Goldsmith ha registrato le sue scoperte in un rapporto autorizzato Un rapporto sulla cancrena ospedaliera, l'erisipela e la piemia, come osservato nei dipartimenti dell'Ohio e del Cumberland, con casi allegati (1863) . Il rapporto includeva resoconti dei suoi casi, nonché i dati che aveva raccolto, che presentava in tabelle, e le registrazioni delle conversazioni che aveva avuto con altri chirurghi sull'argomento.

Il metodo ha attirato l'attenzione e, alla fine, un chirurgo di nome G.R. Weeks condusse uno studio sui metodi di Goldsmith. A settimane concluse, solo tre dei 104 pazienti trattati nel modo sopra descritto sono deceduti.

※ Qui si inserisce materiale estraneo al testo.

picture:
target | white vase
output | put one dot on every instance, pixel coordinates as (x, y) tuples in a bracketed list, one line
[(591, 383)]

  us-civil-war-cancrena-caviglie-amputazioni
Amputazioni all'articolazione della caviglia da La storia medica e chirurgica della guerra della ribellione (1861-65) di Joseph K. Barnes, ca. 1870-1888, tramite la Wellcome Collection

Weeks ha anche notato che i tre pazienti che erano deceduti erano morti di piemia e cellulite, non di cancrena. Infatti, prima della loro morte, la loro cancrena era migliorata. Weeks rimase così colpito da ciò che vide che concluse che il bromo poteva essere efficace al 100% nel prevenire la morte causata dalla cancrena.

Coloro che hanno ricevuto bromo puro in questo modo si sono ripresi in due giorni e quelli che non si sono ripresi in circa 15 giorni. Dei 304 pazienti che ricevettero il trattamento con bromo sotto la giurisdizione di Goldsmith, solo otto morirono.

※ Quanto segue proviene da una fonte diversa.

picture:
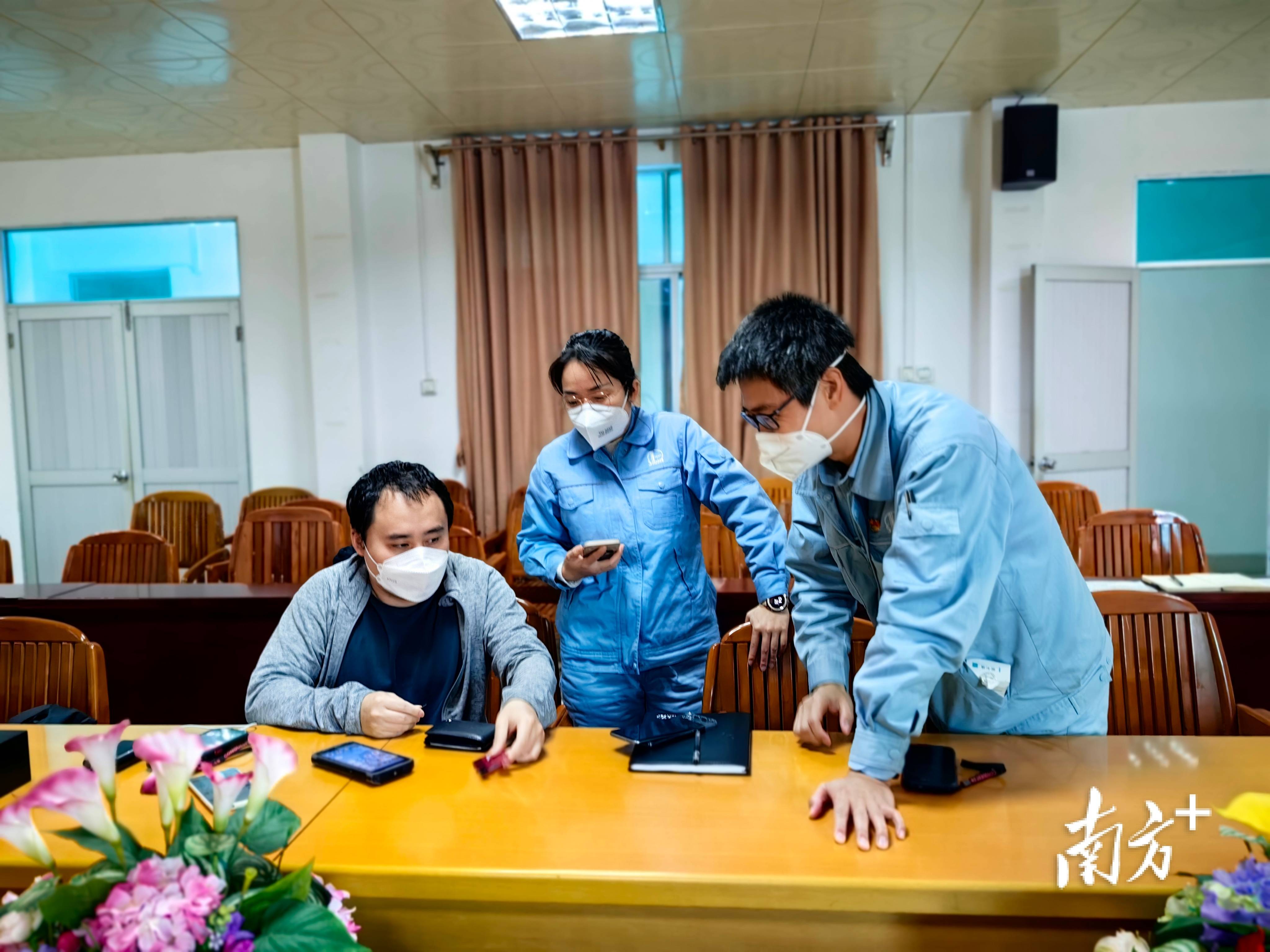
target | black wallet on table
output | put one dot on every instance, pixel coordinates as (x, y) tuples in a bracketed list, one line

Il metodo è stato infine utilizzato in molti degli ospedali da campo in America, ma nonostante fosse efficace nel trattamento della cancrena, è rimasto pericoloso. A seconda del dosaggio e della natura dell'esposizione, il bromo può irritare la pelle, causare tosse, vertigini, lacrimazione e ustioni cutanee e l'ingestione può causare nausea e vomito. L'inalazione di gas bromo per un lungo periodo di tempo potrebbe causare problemi polmonari a lungo termine.

Oltre ai pericoli dell'avvelenamento, era anche atroce quando veniva applicato topico e iniettato e sebbene il bromo abbia impedito la diffusione della cancrena, potrebbe anche danneggiare le cellule sane.

Per concludere, la cancrena ha causato molto dolore e paura a molti soldati durante la guerra civile. Nonostante gli sforzi per migliorare le condizioni e sviluppare trattamenti efficaci, la malattia ha comunque causato molte vittime e molte sofferenze.

La cancrena esiste ancora oggi; tuttavia, con una moderna comprensione di come si diffondono le infezioni e di come trattarle, per non parlare degli antibiotici, è molto più facile trattare e infine curare.